According to the source, who requested anonymity because the details haven't been made public, the infraction was handled internally, with the price of the tickets reimbursed by the player.
UT athletic director Mike Hamilton said in a statement released late Monday on the firing of coach Bruce Pearl that the violation occurred earlier this month.
Student athletes have a restricted allotment of tickets for each UT home game.
Hamilton fired Pearl and his assistants - Tony Jones, Steve Forbes and Jason Shay - on Monday.
Director of basketball operations Ken Johnson and assistant to the head coach Marc Pancratz also were relieved of their duties.
Houston Fancher, formerly the coordinator of video scouting, was named interim coach.
Hamilton's statement said that the search process for a new coach is under way.

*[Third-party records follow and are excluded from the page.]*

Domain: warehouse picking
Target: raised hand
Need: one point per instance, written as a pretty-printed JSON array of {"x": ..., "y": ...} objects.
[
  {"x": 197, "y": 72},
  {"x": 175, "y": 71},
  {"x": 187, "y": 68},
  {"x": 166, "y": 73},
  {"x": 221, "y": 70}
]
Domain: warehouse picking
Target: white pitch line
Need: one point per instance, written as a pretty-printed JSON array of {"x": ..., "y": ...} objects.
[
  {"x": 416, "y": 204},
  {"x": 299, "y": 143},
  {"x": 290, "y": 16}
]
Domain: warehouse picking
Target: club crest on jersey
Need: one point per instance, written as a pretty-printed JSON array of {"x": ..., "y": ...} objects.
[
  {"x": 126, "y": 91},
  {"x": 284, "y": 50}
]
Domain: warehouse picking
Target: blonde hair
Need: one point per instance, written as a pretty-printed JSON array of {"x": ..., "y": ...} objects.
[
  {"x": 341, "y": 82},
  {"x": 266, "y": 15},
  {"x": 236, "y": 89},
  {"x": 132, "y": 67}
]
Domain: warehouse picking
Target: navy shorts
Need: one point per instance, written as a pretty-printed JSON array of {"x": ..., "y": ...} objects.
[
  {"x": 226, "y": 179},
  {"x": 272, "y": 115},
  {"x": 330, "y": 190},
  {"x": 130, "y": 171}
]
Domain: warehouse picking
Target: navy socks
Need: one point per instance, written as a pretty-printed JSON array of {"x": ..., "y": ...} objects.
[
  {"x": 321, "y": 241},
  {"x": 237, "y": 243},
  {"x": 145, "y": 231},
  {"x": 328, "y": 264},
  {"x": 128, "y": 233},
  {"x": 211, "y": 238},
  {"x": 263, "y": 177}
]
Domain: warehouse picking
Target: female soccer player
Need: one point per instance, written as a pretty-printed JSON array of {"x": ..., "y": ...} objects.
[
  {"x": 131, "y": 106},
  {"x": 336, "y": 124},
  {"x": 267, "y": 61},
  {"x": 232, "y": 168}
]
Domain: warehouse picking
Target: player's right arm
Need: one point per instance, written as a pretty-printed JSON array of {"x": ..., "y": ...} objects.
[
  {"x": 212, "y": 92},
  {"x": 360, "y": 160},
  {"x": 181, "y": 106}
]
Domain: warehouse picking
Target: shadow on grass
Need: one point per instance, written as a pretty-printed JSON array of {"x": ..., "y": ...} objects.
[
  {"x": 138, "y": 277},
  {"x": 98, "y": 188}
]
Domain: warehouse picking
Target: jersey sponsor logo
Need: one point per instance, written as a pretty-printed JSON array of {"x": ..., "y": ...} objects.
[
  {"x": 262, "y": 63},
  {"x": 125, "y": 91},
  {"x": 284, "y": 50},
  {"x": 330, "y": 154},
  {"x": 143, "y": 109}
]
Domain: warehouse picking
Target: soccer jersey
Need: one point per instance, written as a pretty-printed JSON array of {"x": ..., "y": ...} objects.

"This is a great job and will attract a significant number of interested coaches,'' Hamilton said.
UT senior associate athletic director Chris Fuller and UT associate athletic director Desiree Reed-Francois will take active roles in the coaching search along with Hamilton, and university chancellor Jimmy Cheek will oversee the process, according to a source in the UT athletic department. The source requested anonymity because the university has not released details about how it will conduct the search.
Fuller, Reed-Francois and Hamilton did not return phone calls placed by the News Sentinel on Tuesday.
Virginia Commonwealth University coach Shaka Smart was non-committal when asked Tuesday on ESPN's "Mike and Mike in the Morning" show about the speculation of job openings, specifically Tennessee's.
"Everyone in our program knows that we have a job to do, and that stuff couldn't be any further from our mind as we go into the Sweet 16,'' Smart said.
Smart, 33, has led the Rams (26-11) to the first Sweet 16 in program history in his second season at VCU.
Other speculation came from numerous media outlets and national bloggers that involved a name familiar with UT fans.
Lawrence Frank, an assistant coach with the Boston Celtics and a former coach of the New Jersey Nets (2004-09), served as an assistant coach with the Vols from 1995-97, when Kevin O'Neill was coach.
Frank, 40, won his first 13 games with the Nets after being hired midway through the 2003-04 season, setting an NBA record for most consecutive wins to begin a coaching career. Frank was fired after an 0-16 start to the 2009-10 season, finishing 225-241 in his six-plus seasons at New Jersey.
Hamilton's statement said that in addition to the "additional violations" - an alleged Sept. 14 bump violation and the secondary violation involving tickets to the UT-Kentucky game - "a number of more recent non-NCAA-related incidents" led to the staff's firing.
ESPN.com reported late Monday that the non-NCAA related incident was a violation of the UT substance abuse policy by senior center Brian Williams. Williams missed the last two games of the regular season with a bad back, according to Pearl and Williams.
Williams, who had reoccurring back problems throughout his career, said he tweaked his back in a Feb. 26 loss to Mississippi State, and he didn't practice from Feb. 27 through March 6.
The speculation that Williams missed the two games because of a violation of UT's substance abuse policy has trickled down from the ESPN.com report to the UT basketball players.
"I was listening to the Sports Animal (WNML) today, and the fans were just killing Brian,'' said departing UT senior John Fields. "If that stuff really happened, that's news to everybody on the team.